Taken together, these data suggest that the CbiKLMQO proteins form a periplasmic binding protein-dependent permease for cobalt and/or related molecules such as nickel. Both cobalt and nickel are divalent cations, and there is precedent for their common transport. For example, Nh1F of Rhodococcus rhodochrous (8) and the Cnr and Ncc efflux systems in Alcaligenes eutrophus and Alealigenes xylosoxidans, respectively, have been shown to transport both nickel and cobalt (17, 35). The fact that the presence of the cbiKLMQO genes negated the need for high concentrations of nickel for urease activity in the DH5/pJBG15C clone supports the hypothesis that nickel is a substrate for this permease system.

The utp gene also appears to encode an integral membrane protein with seven potential TM domains.
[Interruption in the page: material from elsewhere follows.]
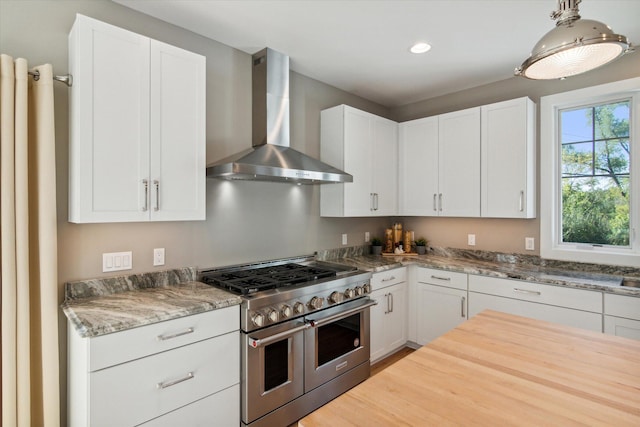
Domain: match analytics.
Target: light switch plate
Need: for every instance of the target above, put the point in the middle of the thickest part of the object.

It is transcribed in the same direction as the other five genes, but there is no homologous gene in H. influenzae, and it is not clear whether it is separate from the preceding gene cluster. It is interesting to note that the predicted Utp polypeptide has considerable sequence identity with mammalian urea transport proteins, which are believed to transport urea via facilitated diffusion, although there is also evidence for sodium-dependent active transport (28, 29, 37, 43). There is evidence for carrier-mediated energy-dependent urea uptake systems in various bacteria (14-16, 38), and genes (fmdABCDE) encoding an outer membrane porin and a binding protein-dependent permease system for the uptake of short-chain amides and urea in Methylophilus methylotrophus have been identified (21, 22). Also, it has recently been shown that the UreI protein of H. pylori, which is an integral membrane protein with six TM helices, is a hydrogen-gated urea channel (40). The Utp protein of A. pleuropneumoniae shows no homology with either UreI or the Fmd proteins, and it remains to be determined whether the utp gene encodes a novel bacterial urea transport protein.

The fact that A. pleuropneumoniae requires the putative nickel transport genes (cbiKLMQO) for urease activity indicates that a large number of genes are involved in maintaining the urease-positive phenotype. This finding further supports the hypothesis that urease activity is important in the pathogenesis of pleuropneumonia (5).